EEOC Releases Updated Religious Exemption Guidance
Senior Compliance Attorney
On October 25, 2021 the Equal Employment Opportunity Commission (EEOC) updated their FAQs regarding COVID-19. Specifically, this guidance focuses on the religious objection to the COVID-19 vaccination.
Highlights of the EEOC Updated FAQs are below:
Q: Must employees use specific language to request a religious accommodation?
A: No. The guidance states there are no “magic words” employees must use to claim the religious objection. Employers should provide contact information to claim the accommodation and employees should let the employer know there is a religious conflict with a vaccination requirement based on sincerely held beliefs.
Q: Does an employer have to accept the religious objection based on the employee’s simple request or can the employer ask for more information to substantiate the objection?
A: Generally, employers can assume that the objection is based on sincerely held religious beliefs. However, an employer can ask for additional supporting information to support the request if the employer has an objective basis for questioning the employee’s objection. Employees must cooperate with the employer’s reasonable request for additional information or risk losing any subsequent claim that the employer denied the accommodation.
The guidance points out that the definition of “religion” under Title VII does protect non-traditional religious beliefs that may not be familiar to the employer. Title VII does not, however, protect social, political or economic views or personal preferences.
Also, the sincerity of an employee’s religious beliefs is typically not an area of question unless related to the individual’s credibility. Factors which may undermine employee credibility are:
- Whether the employee has acted in a manner inconsistent with the professed belief;
- Whether the accommodation sought is a particularly desirable benefit that is likely sought for non-religious reasons;
- Whether the timing of the request renders it suspect; and
- Whether the employer has reason to believe the accommodation is sought for non-religious reasons
Employers can request an explanation from the employee on how the religious belief conflicts with the COVID-19 vaccination requirement. Employers should not assume that an employee is insincere because some of the employee’s practices deviate from the tenets of the employee’s beliefs or because the employee adheres to certain practices but not others.

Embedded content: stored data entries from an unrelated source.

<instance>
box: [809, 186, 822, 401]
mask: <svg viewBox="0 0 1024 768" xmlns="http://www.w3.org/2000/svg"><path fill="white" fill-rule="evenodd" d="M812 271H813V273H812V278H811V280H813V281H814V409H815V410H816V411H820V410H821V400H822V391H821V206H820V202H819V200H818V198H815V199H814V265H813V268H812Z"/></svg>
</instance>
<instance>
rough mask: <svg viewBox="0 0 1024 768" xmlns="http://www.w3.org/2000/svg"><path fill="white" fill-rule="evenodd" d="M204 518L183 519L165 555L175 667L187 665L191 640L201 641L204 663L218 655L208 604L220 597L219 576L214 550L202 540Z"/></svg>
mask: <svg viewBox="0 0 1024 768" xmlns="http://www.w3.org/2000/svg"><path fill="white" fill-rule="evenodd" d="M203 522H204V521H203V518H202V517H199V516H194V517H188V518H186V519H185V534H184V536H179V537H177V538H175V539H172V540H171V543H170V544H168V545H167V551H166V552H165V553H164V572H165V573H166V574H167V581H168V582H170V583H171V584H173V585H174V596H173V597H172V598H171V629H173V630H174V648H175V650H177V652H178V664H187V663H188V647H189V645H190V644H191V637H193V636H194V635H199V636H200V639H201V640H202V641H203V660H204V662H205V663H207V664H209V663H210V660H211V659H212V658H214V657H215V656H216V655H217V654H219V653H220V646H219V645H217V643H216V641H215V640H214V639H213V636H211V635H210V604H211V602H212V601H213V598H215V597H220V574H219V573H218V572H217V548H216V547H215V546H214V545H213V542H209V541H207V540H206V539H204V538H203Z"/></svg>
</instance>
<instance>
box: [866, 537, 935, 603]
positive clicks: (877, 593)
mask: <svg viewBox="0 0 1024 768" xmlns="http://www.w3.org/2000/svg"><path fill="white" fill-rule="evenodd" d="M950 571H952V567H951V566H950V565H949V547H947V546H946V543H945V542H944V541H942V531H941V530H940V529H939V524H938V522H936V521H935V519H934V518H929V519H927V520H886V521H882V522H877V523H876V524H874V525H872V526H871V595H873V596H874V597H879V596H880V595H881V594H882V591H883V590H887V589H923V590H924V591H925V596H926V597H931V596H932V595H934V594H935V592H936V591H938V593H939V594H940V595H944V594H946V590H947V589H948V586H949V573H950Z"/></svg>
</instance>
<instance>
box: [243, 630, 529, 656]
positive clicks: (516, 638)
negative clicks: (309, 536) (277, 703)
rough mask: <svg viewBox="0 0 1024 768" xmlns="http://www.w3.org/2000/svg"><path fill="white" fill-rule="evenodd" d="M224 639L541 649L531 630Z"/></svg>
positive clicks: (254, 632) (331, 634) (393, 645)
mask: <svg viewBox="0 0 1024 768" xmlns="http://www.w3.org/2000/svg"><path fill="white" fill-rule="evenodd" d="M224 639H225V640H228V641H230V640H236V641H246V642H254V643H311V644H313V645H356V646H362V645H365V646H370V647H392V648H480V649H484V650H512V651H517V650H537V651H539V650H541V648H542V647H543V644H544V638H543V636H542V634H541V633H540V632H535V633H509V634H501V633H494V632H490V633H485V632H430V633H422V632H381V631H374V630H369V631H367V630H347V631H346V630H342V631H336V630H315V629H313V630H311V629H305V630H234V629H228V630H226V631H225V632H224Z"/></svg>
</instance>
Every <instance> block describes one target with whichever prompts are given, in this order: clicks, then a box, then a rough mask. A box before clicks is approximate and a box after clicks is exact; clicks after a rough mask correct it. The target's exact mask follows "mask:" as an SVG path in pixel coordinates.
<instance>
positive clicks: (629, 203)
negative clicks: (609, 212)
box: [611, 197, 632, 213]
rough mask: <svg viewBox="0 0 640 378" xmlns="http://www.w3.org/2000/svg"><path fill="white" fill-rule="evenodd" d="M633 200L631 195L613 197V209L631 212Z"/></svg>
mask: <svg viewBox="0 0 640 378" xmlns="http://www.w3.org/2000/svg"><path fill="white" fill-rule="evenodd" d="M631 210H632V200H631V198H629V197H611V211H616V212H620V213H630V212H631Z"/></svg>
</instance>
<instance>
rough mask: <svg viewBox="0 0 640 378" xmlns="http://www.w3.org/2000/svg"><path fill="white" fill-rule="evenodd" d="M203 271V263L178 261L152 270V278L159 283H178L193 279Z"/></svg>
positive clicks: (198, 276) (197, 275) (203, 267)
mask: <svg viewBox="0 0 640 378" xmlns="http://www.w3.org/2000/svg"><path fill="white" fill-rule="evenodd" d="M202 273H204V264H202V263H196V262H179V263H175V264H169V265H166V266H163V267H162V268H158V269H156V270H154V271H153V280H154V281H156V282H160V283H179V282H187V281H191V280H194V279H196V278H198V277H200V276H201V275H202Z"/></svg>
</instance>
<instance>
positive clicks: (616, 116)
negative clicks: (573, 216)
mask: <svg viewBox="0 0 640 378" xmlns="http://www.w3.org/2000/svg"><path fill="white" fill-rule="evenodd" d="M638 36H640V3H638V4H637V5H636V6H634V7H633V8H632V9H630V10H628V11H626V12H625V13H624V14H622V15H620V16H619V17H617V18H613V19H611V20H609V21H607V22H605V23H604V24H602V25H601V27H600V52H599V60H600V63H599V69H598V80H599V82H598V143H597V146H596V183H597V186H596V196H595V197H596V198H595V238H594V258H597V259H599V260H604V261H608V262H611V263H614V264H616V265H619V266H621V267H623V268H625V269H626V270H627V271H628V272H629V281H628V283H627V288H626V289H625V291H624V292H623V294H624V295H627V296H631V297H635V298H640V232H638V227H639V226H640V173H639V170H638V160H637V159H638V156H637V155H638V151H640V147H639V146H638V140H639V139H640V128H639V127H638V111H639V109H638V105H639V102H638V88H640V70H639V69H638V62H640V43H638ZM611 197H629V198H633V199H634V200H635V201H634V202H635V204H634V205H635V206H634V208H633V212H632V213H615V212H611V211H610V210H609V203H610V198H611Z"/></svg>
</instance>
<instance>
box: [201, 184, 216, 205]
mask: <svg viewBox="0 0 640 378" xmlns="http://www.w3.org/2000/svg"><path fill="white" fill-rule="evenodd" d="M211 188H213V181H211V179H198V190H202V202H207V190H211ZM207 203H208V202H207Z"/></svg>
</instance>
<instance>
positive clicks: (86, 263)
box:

All religious objections should be reviewed on an individual basis.
Q: When is a religious accommodation considered an undue hardship for the employer?
A: Employers should consider all reasonable accommodations for employees claiming a religious objection, including telework and reassignment. However, if an employer demonstrates an inability to reasonably accommodate the employee’s religious belief against vaccination, then the employer does not need to provide the accommodation. According to the U.S. Supreme Court, requiring an employer to bear more than a minimal cost to accommodate due to religious belief is an undue hardship. Undue hardship may be situations where the accommodation would impair workplace safety, diminish efficiency in other positions, or cause co-workers to carry the accommodated employee’s share of hazardous or difficult work.

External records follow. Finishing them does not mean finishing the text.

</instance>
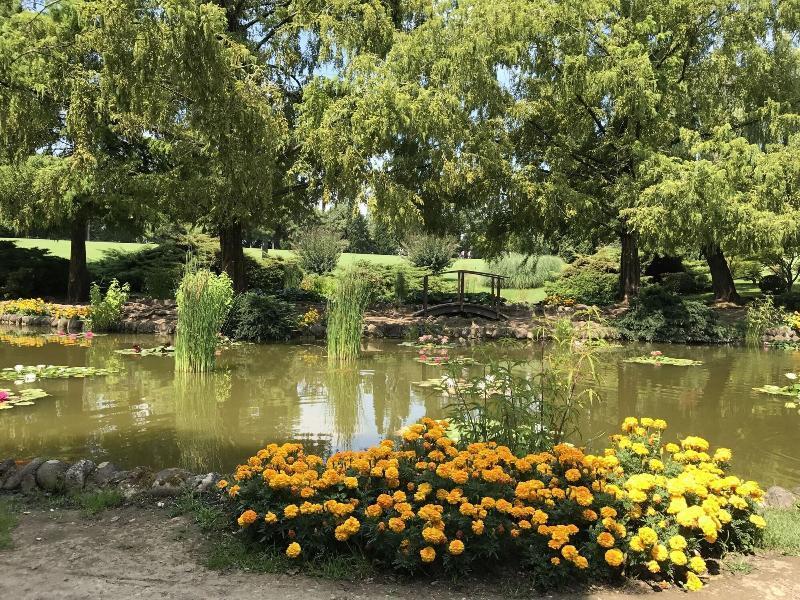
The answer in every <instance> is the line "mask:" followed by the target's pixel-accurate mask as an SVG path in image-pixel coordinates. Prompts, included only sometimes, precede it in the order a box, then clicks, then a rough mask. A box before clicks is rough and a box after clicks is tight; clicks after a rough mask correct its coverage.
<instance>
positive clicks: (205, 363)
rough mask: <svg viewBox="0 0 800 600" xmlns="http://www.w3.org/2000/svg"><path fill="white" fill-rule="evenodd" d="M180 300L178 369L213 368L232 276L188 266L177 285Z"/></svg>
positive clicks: (231, 286)
mask: <svg viewBox="0 0 800 600" xmlns="http://www.w3.org/2000/svg"><path fill="white" fill-rule="evenodd" d="M177 301H178V327H177V332H176V336H175V370H177V371H184V372H205V371H211V370H213V369H214V356H215V354H216V350H217V337H218V334H219V331H220V329H221V328H222V325H223V323H224V322H225V318H226V317H227V315H228V309H229V308H230V305H231V302H232V301H233V284H232V283H231V280H230V278H229V277H228V276H227V275H226V274H225V273H223V274H222V275H216V274H214V273H212V272H211V271H209V270H208V269H198V270H189V271H187V273H186V274H185V275H184V276H183V279H182V280H181V283H180V285H179V286H178V293H177Z"/></svg>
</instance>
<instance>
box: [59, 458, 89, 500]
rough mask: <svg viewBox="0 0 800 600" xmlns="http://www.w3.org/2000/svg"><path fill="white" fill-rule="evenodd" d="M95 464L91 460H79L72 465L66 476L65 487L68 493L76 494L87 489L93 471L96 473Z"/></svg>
mask: <svg viewBox="0 0 800 600" xmlns="http://www.w3.org/2000/svg"><path fill="white" fill-rule="evenodd" d="M94 468H95V464H94V463H93V462H92V461H90V460H85V459H84V460H79V461H78V462H76V463H75V464H74V465H72V466H71V467H70V468H69V469H67V472H66V473H65V475H64V487H65V488H66V490H67V493H70V494H75V493H78V492H81V491H83V488H84V487H86V482H87V480H88V479H89V475H91V473H92V471H94Z"/></svg>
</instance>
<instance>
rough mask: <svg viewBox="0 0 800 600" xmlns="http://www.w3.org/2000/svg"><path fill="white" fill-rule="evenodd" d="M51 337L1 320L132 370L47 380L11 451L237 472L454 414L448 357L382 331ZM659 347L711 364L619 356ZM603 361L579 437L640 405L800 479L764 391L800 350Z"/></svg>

Determination of undue hardship is a fact specific determination. Factors to consider would be: whether the employee works indoors or outdoors, works alone or in a group setting, or has close contact with other employees and members of the public. In addition, employers can consider how many religious objection accommodations are needed.

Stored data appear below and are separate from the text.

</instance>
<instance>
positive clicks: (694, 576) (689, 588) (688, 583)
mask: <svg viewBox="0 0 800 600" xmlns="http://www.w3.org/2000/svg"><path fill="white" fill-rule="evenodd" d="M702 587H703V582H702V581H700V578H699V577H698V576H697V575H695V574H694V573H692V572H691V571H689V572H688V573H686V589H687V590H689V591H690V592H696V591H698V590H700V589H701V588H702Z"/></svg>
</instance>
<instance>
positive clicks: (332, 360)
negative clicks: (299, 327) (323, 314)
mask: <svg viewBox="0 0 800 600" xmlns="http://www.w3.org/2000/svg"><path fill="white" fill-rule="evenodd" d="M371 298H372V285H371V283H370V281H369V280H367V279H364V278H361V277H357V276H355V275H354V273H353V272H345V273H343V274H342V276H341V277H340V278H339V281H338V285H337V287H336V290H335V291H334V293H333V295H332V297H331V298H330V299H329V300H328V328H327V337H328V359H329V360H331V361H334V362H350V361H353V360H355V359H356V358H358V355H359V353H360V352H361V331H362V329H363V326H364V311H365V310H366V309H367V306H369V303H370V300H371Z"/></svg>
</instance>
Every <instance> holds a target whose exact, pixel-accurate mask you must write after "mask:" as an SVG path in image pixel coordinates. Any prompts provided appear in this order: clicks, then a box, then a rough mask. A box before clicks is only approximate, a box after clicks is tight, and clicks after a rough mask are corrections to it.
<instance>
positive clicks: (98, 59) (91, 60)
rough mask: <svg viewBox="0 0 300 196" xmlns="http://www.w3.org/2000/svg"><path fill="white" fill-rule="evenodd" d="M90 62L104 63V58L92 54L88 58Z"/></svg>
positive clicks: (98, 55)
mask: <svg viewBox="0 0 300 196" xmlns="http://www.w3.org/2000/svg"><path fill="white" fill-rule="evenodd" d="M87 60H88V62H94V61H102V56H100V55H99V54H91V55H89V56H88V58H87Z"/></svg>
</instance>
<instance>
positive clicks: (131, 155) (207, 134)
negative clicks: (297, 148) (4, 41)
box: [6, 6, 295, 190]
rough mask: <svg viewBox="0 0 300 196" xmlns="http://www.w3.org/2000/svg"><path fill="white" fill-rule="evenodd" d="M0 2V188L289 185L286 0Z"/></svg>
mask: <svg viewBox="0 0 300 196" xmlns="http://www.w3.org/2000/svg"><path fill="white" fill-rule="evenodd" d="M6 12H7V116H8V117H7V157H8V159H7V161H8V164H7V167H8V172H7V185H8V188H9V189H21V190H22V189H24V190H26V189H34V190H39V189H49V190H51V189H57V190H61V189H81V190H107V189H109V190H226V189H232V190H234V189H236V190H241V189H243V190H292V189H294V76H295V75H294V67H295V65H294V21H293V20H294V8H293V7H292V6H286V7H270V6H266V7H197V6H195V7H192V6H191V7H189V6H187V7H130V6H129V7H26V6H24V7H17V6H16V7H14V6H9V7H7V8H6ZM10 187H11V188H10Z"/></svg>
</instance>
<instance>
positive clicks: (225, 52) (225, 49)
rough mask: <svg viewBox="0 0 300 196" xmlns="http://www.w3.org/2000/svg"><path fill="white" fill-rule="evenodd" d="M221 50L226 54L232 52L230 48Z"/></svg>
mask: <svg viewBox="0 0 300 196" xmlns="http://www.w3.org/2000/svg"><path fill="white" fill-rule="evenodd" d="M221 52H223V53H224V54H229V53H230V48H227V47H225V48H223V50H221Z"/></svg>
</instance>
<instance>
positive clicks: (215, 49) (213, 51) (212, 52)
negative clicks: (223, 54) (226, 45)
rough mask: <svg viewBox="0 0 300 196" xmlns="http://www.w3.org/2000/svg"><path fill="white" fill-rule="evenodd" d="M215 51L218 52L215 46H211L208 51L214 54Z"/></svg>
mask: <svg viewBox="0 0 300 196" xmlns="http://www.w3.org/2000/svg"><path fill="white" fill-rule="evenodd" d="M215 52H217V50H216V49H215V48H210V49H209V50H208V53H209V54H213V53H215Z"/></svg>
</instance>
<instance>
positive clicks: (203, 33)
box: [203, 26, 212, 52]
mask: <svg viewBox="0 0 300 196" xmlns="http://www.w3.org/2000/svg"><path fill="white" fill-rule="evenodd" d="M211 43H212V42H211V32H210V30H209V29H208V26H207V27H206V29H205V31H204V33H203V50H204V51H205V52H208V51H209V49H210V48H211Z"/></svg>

Q: Is an employer required to provide the preferred religious accommodation if there are other more effective accommodations that do not cause an undue hardship to the employer?
A: Employers may choose which accommodations to offer. Employers may consider the employee’s preference if more than one accommodation is available. However, the employer is not obligated to provide that accommodation. Employers may rely on CDC recommendations when deciding on effective accommodations.
Q: If an accommodation is granted, is the employer allowed to later reconsider that accommodation?
A: Employer may take into account changing circumstances over time in evaluating undue hardship and religious accommodations. Employers should discuss with employees any concerns regarding a continuing religious accommodation before revoking the accommodation.
Employers do have some flexibility in the way they approve religious objections to COVID-19 vaccination mandates, however they would be well-served to have a thorough and consistent process for those exemptions which are approved by their legal counsel. This guidance from the EEOC is a strong foundation for updating your current process or putting a new process in place.
The information provided is a summary of laws and regulations relating to employee benefit plan compliance. This information should not be construed as legal advice. In all cases, employers should consult with their own legal counsel.